Conversions may have a different scope and nature, which may involve various tax issues. Nevertheless, the key issues concern the method of settling expenses related to the conversion, in particular whether a given expense can be included in CapEx costs (i.e. settled in the initial value of fixed assets) or in OpEx costs (constituting tax deductible costs, recognised directly in the tax result ). It is worth adding that investment costs are not detailed in Polish income tax (CIT) regulations and thus many issues should be considered from the point of view of case law, official tax rulings, as well as common practice.
A conversion may sometimes require the demolition of a part of the existing buildings. Demolition costs may constitute CapEx for tax purposes, as the general cost of construction (allocated to fixed assets).
Most often, however, a conversion will mean a change in the functionality of the existing building. In practice, most of the works will be classified as improvement (modernisation, extension, adaptation), which is the basic type of CapEx. Such a classification will apply in particular to a fixed asset in the form of a building, but also to other fixed assets (such as devices and internal installations). It is important that the costs are appropriately divided between fixed assets (on the basis of direct or indirect allocation), because each of such costs may be depreciated on different terms. Some of them may mean the creation of a new fixed asset, which has not been presented in the register of fixed assets so far (for example a new HVAC unit on the roof).

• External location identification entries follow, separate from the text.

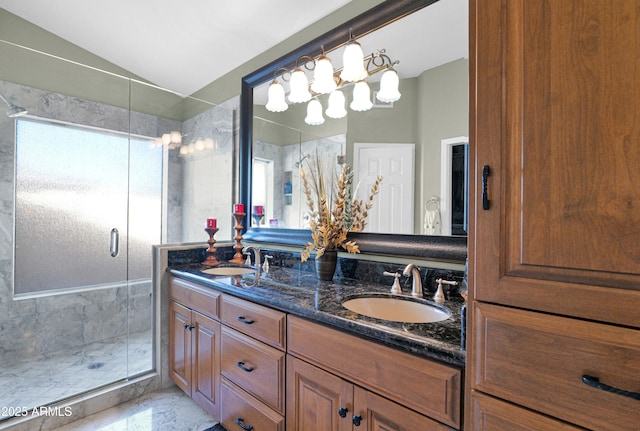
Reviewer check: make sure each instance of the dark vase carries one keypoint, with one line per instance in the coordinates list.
(348, 267)
(326, 265)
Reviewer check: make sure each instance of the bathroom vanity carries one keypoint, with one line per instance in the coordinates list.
(285, 354)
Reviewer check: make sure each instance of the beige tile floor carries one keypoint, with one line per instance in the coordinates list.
(169, 410)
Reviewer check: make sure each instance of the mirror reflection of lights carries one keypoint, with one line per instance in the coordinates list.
(356, 69)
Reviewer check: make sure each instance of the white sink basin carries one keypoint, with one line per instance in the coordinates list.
(397, 309)
(229, 270)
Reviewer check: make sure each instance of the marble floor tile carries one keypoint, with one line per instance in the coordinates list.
(43, 380)
(169, 410)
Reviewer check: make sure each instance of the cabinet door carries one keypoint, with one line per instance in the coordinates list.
(317, 400)
(557, 120)
(374, 413)
(180, 346)
(206, 363)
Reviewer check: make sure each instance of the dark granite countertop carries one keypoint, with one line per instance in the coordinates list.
(300, 293)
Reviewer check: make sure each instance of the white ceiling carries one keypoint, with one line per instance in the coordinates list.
(184, 46)
(179, 45)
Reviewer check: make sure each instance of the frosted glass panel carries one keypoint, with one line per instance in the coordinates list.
(71, 191)
(145, 206)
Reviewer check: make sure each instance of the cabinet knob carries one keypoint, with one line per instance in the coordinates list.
(486, 173)
(242, 365)
(240, 423)
(594, 382)
(245, 320)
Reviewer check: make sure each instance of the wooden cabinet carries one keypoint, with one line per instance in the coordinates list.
(494, 415)
(194, 348)
(382, 387)
(229, 355)
(554, 248)
(253, 365)
(319, 400)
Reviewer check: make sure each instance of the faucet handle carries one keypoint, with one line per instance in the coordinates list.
(439, 296)
(265, 265)
(395, 289)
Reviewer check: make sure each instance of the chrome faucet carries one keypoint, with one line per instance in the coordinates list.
(416, 285)
(257, 259)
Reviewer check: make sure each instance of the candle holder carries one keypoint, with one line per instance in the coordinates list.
(238, 257)
(257, 218)
(211, 259)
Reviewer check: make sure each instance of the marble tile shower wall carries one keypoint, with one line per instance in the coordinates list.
(33, 327)
(203, 188)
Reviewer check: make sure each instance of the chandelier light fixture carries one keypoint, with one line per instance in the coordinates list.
(326, 80)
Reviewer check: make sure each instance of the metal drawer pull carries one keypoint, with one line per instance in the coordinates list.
(242, 365)
(486, 173)
(114, 246)
(594, 382)
(243, 426)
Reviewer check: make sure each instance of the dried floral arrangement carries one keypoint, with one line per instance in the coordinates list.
(334, 209)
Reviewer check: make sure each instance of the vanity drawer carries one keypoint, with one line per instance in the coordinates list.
(255, 367)
(491, 414)
(538, 361)
(239, 410)
(259, 322)
(203, 300)
(425, 386)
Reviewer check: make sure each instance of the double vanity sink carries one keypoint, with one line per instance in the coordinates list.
(365, 309)
(384, 307)
(397, 309)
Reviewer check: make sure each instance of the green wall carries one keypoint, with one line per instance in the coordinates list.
(31, 70)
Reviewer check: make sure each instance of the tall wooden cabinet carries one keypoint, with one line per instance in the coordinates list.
(555, 244)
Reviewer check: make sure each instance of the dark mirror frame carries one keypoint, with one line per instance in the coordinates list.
(439, 248)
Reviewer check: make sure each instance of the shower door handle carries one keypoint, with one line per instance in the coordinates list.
(114, 247)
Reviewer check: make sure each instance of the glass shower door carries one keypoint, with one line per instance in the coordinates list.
(88, 208)
(71, 208)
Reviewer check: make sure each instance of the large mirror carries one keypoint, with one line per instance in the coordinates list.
(425, 130)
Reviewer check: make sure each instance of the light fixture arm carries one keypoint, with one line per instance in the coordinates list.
(5, 101)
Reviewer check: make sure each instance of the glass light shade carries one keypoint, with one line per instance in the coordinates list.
(275, 98)
(353, 63)
(336, 105)
(323, 81)
(389, 87)
(361, 97)
(299, 87)
(314, 113)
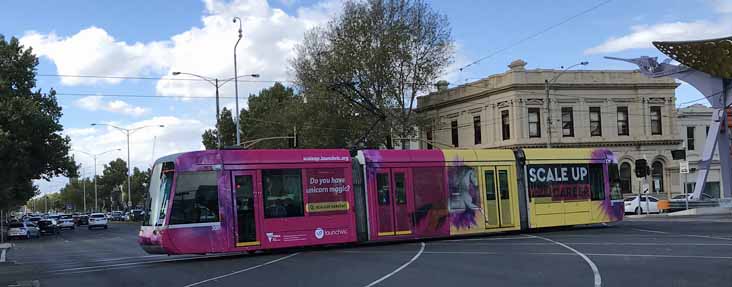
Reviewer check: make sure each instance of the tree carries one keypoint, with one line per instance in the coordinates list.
(274, 112)
(111, 184)
(375, 58)
(228, 127)
(31, 146)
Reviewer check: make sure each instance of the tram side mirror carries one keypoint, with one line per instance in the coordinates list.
(641, 168)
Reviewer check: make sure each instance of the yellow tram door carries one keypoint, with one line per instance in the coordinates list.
(498, 196)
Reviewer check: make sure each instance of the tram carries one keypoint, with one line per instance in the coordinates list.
(246, 200)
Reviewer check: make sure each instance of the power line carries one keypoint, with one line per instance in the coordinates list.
(152, 78)
(534, 35)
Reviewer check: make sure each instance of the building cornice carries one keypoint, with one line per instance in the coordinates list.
(540, 87)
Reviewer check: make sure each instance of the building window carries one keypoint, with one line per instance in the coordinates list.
(282, 193)
(595, 122)
(567, 122)
(196, 198)
(476, 129)
(657, 177)
(689, 138)
(454, 131)
(429, 138)
(623, 129)
(625, 177)
(505, 125)
(534, 123)
(656, 121)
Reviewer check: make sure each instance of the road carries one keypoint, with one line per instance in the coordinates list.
(689, 251)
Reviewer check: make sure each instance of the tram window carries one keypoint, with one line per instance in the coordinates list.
(196, 198)
(401, 192)
(282, 193)
(503, 184)
(597, 182)
(382, 185)
(615, 190)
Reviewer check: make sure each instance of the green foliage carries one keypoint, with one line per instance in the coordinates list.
(369, 64)
(228, 126)
(31, 146)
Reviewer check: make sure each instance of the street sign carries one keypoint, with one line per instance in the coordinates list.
(684, 167)
(644, 188)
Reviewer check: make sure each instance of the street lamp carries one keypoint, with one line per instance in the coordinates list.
(236, 85)
(94, 156)
(129, 171)
(218, 84)
(547, 86)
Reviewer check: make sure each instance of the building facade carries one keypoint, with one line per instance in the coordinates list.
(632, 115)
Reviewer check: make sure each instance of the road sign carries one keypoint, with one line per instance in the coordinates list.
(684, 167)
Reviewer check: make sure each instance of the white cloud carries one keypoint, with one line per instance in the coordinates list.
(96, 103)
(722, 6)
(93, 51)
(269, 36)
(641, 36)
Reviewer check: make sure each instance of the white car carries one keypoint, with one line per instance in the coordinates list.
(97, 220)
(25, 230)
(66, 221)
(647, 203)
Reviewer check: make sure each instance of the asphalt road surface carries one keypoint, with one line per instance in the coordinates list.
(689, 251)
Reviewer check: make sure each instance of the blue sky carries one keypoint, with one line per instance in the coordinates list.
(153, 38)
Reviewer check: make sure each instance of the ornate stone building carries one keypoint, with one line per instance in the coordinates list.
(633, 115)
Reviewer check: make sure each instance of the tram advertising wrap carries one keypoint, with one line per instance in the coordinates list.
(559, 181)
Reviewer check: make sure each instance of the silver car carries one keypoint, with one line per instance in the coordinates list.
(25, 230)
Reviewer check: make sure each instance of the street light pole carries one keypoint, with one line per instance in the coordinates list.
(94, 156)
(236, 85)
(547, 85)
(215, 82)
(129, 170)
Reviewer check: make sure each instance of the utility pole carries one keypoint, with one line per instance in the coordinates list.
(548, 116)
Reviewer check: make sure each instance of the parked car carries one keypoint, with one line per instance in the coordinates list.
(97, 220)
(117, 216)
(66, 221)
(48, 226)
(25, 230)
(682, 197)
(83, 220)
(647, 203)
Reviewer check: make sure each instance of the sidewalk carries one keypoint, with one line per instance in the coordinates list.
(3, 249)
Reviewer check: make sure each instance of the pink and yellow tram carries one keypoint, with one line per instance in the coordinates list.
(246, 200)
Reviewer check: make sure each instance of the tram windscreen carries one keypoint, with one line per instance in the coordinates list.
(161, 182)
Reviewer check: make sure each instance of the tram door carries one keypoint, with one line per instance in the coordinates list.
(498, 193)
(393, 200)
(246, 201)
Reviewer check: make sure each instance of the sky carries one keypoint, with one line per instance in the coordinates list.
(149, 40)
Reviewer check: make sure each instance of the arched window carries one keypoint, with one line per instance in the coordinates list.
(657, 177)
(625, 178)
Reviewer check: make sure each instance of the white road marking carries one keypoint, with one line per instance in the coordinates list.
(595, 271)
(488, 239)
(651, 231)
(680, 234)
(421, 249)
(243, 270)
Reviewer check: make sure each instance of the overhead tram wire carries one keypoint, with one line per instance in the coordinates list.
(151, 78)
(532, 36)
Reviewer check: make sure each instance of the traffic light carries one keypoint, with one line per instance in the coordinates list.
(641, 168)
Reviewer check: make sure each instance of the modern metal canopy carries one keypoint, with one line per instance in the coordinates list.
(713, 56)
(707, 66)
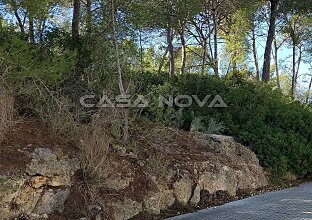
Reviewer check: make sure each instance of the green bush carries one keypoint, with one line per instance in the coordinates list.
(276, 128)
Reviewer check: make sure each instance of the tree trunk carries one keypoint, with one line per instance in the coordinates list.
(31, 29)
(89, 16)
(276, 64)
(183, 43)
(1, 24)
(19, 21)
(171, 48)
(216, 62)
(294, 77)
(162, 62)
(255, 55)
(268, 47)
(309, 91)
(43, 25)
(115, 43)
(141, 52)
(76, 19)
(204, 58)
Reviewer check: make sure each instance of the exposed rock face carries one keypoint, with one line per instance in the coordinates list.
(132, 186)
(229, 167)
(35, 194)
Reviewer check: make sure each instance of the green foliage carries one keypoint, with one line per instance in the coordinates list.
(277, 129)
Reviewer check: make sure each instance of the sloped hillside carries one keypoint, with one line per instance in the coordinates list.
(160, 170)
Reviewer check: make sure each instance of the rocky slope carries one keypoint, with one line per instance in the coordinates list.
(146, 180)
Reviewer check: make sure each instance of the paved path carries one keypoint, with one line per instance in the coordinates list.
(294, 203)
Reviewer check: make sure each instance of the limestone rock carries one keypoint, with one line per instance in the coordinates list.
(34, 194)
(52, 201)
(183, 189)
(123, 210)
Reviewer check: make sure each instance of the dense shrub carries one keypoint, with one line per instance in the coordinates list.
(276, 128)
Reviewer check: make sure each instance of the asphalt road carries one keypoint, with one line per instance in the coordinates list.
(293, 203)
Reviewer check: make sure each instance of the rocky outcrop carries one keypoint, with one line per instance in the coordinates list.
(134, 185)
(229, 167)
(41, 190)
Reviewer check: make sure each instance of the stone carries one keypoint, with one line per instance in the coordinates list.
(183, 189)
(196, 196)
(124, 210)
(52, 201)
(151, 203)
(34, 193)
(45, 163)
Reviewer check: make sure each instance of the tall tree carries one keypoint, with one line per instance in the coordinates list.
(76, 19)
(268, 48)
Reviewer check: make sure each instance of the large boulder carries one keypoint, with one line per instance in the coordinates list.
(41, 190)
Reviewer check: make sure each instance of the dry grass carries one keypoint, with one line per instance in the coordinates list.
(95, 146)
(6, 110)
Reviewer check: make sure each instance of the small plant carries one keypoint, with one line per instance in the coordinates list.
(197, 125)
(214, 127)
(95, 145)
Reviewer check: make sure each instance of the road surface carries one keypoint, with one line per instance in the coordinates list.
(293, 203)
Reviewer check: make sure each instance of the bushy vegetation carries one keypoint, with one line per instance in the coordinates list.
(48, 65)
(276, 128)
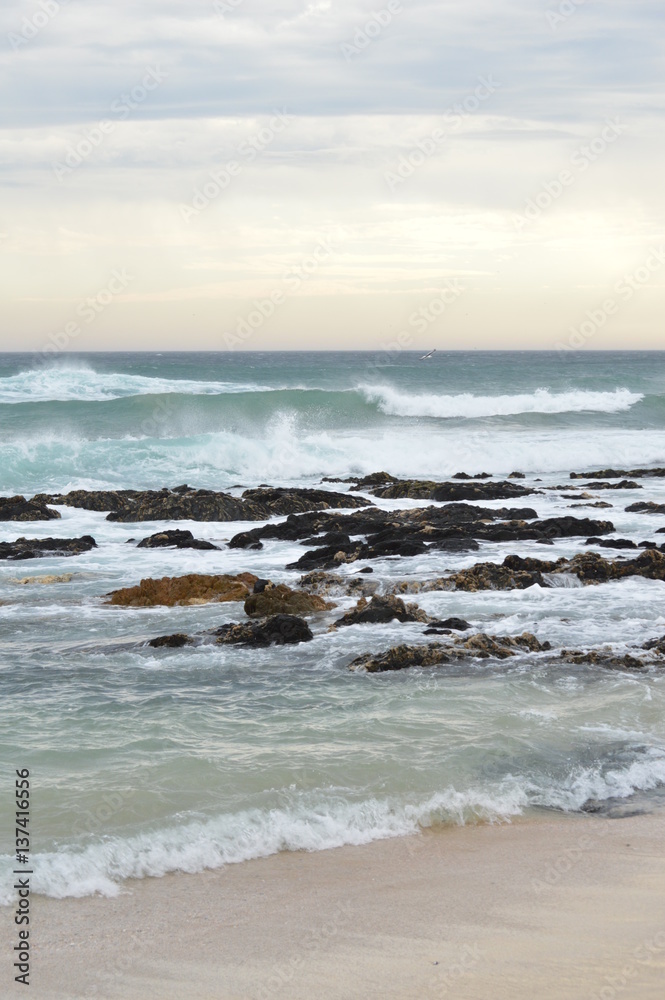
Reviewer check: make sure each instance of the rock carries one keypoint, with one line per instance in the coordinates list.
(281, 600)
(19, 509)
(381, 610)
(453, 623)
(177, 539)
(620, 474)
(183, 590)
(40, 548)
(611, 543)
(50, 578)
(479, 646)
(276, 631)
(129, 506)
(625, 484)
(646, 507)
(174, 641)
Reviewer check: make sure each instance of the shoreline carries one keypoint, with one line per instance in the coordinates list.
(549, 907)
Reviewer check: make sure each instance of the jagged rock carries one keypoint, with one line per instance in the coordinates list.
(39, 548)
(381, 610)
(202, 505)
(174, 641)
(412, 532)
(182, 590)
(479, 646)
(281, 600)
(646, 507)
(625, 484)
(611, 543)
(19, 509)
(417, 489)
(176, 538)
(620, 474)
(276, 631)
(49, 578)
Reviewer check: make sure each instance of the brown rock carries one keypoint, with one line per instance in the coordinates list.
(182, 590)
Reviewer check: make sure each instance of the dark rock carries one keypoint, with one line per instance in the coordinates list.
(279, 630)
(174, 641)
(620, 474)
(19, 509)
(281, 600)
(381, 610)
(611, 543)
(646, 507)
(479, 646)
(202, 505)
(179, 539)
(39, 548)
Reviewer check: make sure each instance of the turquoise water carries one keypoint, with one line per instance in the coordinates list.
(146, 761)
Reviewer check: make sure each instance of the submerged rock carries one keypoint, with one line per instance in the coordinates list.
(278, 599)
(381, 610)
(278, 630)
(185, 504)
(479, 646)
(39, 548)
(174, 641)
(179, 539)
(19, 509)
(182, 590)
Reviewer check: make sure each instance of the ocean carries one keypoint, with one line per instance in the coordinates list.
(146, 761)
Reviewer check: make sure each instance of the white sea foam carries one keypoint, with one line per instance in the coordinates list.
(398, 403)
(65, 382)
(315, 826)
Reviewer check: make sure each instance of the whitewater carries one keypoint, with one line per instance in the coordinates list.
(152, 761)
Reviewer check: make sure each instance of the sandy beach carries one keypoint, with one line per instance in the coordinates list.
(550, 908)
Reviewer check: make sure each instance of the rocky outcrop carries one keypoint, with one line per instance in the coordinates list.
(39, 548)
(187, 504)
(278, 599)
(381, 610)
(418, 489)
(175, 539)
(479, 646)
(412, 532)
(175, 641)
(19, 509)
(620, 474)
(646, 507)
(516, 573)
(279, 630)
(182, 590)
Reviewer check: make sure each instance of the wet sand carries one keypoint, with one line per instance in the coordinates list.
(561, 908)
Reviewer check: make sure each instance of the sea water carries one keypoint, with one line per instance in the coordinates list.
(147, 761)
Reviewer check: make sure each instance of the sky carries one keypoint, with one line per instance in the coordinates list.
(284, 174)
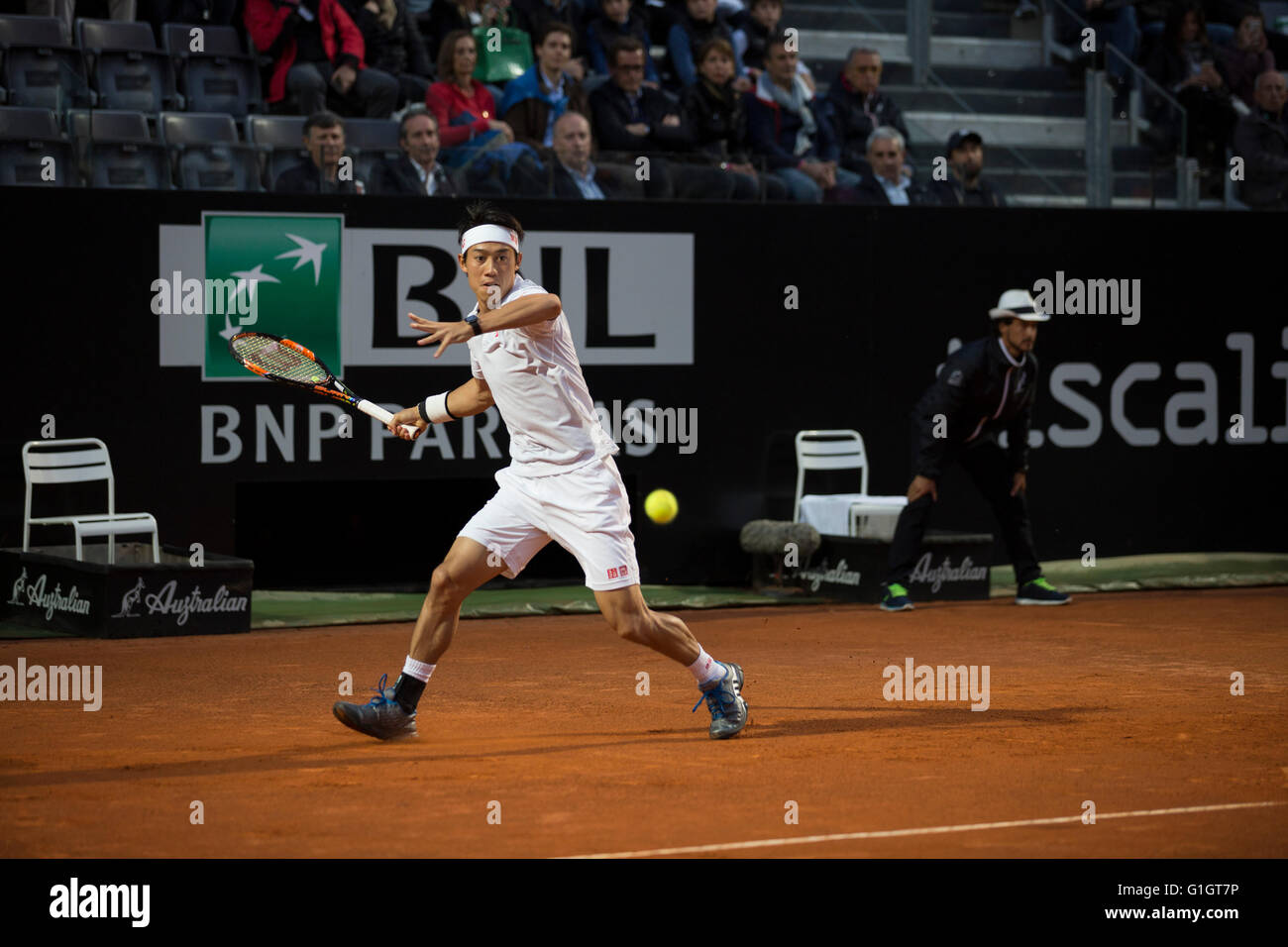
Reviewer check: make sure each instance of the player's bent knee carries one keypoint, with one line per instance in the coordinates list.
(445, 585)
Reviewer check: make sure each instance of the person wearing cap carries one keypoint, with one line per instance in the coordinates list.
(562, 482)
(986, 386)
(965, 187)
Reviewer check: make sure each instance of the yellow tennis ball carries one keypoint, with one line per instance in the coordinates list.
(661, 505)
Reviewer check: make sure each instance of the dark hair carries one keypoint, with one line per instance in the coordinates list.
(622, 44)
(446, 63)
(1176, 18)
(717, 44)
(483, 213)
(778, 39)
(553, 26)
(413, 112)
(322, 120)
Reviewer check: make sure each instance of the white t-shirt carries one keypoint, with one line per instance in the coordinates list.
(539, 388)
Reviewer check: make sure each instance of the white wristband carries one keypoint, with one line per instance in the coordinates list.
(436, 408)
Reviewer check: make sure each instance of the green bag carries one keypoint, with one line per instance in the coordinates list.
(513, 58)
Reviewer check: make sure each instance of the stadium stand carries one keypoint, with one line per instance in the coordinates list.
(115, 149)
(206, 155)
(40, 64)
(34, 150)
(127, 68)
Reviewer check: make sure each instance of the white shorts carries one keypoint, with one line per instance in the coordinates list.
(585, 510)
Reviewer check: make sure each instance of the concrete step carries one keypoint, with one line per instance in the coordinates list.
(944, 51)
(1018, 131)
(815, 16)
(1056, 103)
(1042, 77)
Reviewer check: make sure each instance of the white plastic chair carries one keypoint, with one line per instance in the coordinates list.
(844, 450)
(50, 462)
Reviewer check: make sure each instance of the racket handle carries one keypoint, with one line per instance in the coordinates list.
(381, 415)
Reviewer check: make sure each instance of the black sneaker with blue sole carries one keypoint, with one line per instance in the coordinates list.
(729, 711)
(381, 718)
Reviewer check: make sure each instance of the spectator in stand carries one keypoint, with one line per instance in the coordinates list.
(696, 25)
(858, 107)
(639, 121)
(464, 110)
(719, 119)
(1247, 58)
(758, 25)
(535, 101)
(529, 16)
(323, 138)
(393, 44)
(1261, 141)
(116, 9)
(1225, 16)
(416, 171)
(618, 18)
(965, 185)
(787, 125)
(316, 46)
(572, 174)
(889, 180)
(1185, 64)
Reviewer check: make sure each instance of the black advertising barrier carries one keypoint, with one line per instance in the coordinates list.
(953, 566)
(132, 598)
(750, 322)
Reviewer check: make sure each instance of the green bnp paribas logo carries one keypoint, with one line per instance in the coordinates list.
(291, 264)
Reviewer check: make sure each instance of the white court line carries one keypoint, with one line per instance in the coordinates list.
(930, 830)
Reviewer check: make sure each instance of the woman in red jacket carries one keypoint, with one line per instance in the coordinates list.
(464, 108)
(314, 44)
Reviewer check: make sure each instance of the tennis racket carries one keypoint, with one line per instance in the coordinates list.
(288, 363)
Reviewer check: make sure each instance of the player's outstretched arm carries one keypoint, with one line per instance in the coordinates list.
(472, 398)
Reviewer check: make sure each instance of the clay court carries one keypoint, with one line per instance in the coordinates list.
(1122, 699)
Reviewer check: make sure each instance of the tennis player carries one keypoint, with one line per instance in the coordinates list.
(562, 482)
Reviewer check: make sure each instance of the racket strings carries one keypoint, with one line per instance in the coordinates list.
(279, 360)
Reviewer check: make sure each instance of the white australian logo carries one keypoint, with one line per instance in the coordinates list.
(838, 575)
(38, 595)
(947, 573)
(129, 600)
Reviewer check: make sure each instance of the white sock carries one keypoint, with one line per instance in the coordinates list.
(706, 668)
(417, 669)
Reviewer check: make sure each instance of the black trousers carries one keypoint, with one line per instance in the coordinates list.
(992, 475)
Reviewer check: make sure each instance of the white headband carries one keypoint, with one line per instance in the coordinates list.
(489, 234)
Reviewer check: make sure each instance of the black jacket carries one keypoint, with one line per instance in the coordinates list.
(1261, 141)
(975, 384)
(719, 121)
(953, 193)
(397, 50)
(307, 179)
(855, 116)
(399, 176)
(612, 114)
(562, 183)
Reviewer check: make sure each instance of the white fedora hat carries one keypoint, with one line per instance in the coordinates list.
(1018, 304)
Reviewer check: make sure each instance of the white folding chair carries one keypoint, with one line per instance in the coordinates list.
(51, 463)
(858, 514)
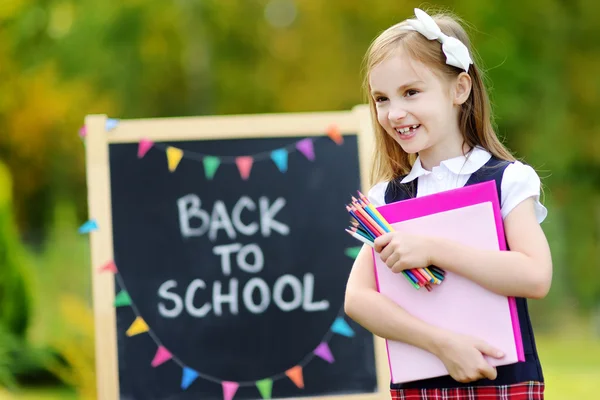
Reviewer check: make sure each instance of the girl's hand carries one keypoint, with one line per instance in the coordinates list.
(464, 359)
(400, 251)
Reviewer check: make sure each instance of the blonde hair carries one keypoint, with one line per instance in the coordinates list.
(475, 118)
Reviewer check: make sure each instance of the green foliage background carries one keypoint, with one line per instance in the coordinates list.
(63, 59)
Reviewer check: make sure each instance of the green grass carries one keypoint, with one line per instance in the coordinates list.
(40, 394)
(571, 367)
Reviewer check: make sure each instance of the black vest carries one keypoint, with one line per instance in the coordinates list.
(530, 369)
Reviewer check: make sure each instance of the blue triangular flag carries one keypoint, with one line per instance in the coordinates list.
(189, 376)
(89, 226)
(341, 327)
(279, 156)
(111, 124)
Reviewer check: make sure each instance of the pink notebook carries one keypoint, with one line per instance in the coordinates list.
(470, 215)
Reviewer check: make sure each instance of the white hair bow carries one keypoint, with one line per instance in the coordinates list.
(456, 52)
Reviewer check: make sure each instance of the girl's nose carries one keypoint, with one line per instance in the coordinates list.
(397, 113)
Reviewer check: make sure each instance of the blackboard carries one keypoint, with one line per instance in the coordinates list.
(233, 284)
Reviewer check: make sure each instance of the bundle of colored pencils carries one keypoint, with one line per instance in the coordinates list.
(368, 224)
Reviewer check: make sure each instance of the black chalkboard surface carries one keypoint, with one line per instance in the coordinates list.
(231, 286)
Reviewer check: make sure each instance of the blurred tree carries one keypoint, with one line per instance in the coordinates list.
(15, 296)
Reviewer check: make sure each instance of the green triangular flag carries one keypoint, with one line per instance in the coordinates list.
(122, 299)
(352, 252)
(211, 163)
(264, 387)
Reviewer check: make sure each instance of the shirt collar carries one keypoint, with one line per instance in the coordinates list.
(461, 165)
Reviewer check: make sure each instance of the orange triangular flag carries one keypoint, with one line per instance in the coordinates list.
(108, 267)
(334, 133)
(244, 164)
(174, 155)
(138, 326)
(295, 375)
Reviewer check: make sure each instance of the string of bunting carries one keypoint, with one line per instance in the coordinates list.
(189, 374)
(243, 162)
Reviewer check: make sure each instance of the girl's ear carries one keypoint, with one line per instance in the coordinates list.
(462, 88)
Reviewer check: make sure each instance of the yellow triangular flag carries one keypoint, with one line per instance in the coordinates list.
(174, 155)
(138, 326)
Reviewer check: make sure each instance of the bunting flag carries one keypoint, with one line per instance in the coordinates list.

In practice, some of the works may turn out to be renovation works, which in turn is an OpEx cost. In accordance with the practice of Polish tax authorities, the OpEx also includes expenses for public infrastructure (construction of a new road, pavement renovation, extension of external connections). OpEx also includes financing costs, e.g. legal advisory expenses of the loan. The interest on financing accrued during construction is essentially CapEx, but to qualify as OpEx, the interest on improvements to existing buildings is required by tax authorities (this may be one of the areas of contention).
If building units for sale is envisaged as part of the investment, a part of expenses should be separated, which will constitute tax costs of the units (for direct deduction with sales revenue). The legal regime here is different than in the case of fixed assets. This additionally increases the complexity of the settlement.
Detailed settlement of the investment should take place as part of a comprehensive cost segregation project. Such professional settlement allows for appropriate qualifications and allocation of costs based on technical specifications with cost estimates, invoices, contractual provisions, existing records of fixed assets, and often also technical inspection of the investment. As a result of the cost segregation, the investor receives reliable data for the tax register of fixed assets and can apply different depreciation rates to each fixed asset; on the basis of the initial value of the building, the investor may determine the tax base for the purposes of income tax on buildings; can easily determine the tax base of the structure for the municipal property tax purposes; and receives professional settlement documents, which constitute a defence file in the event of a possible tax audit or due diligence.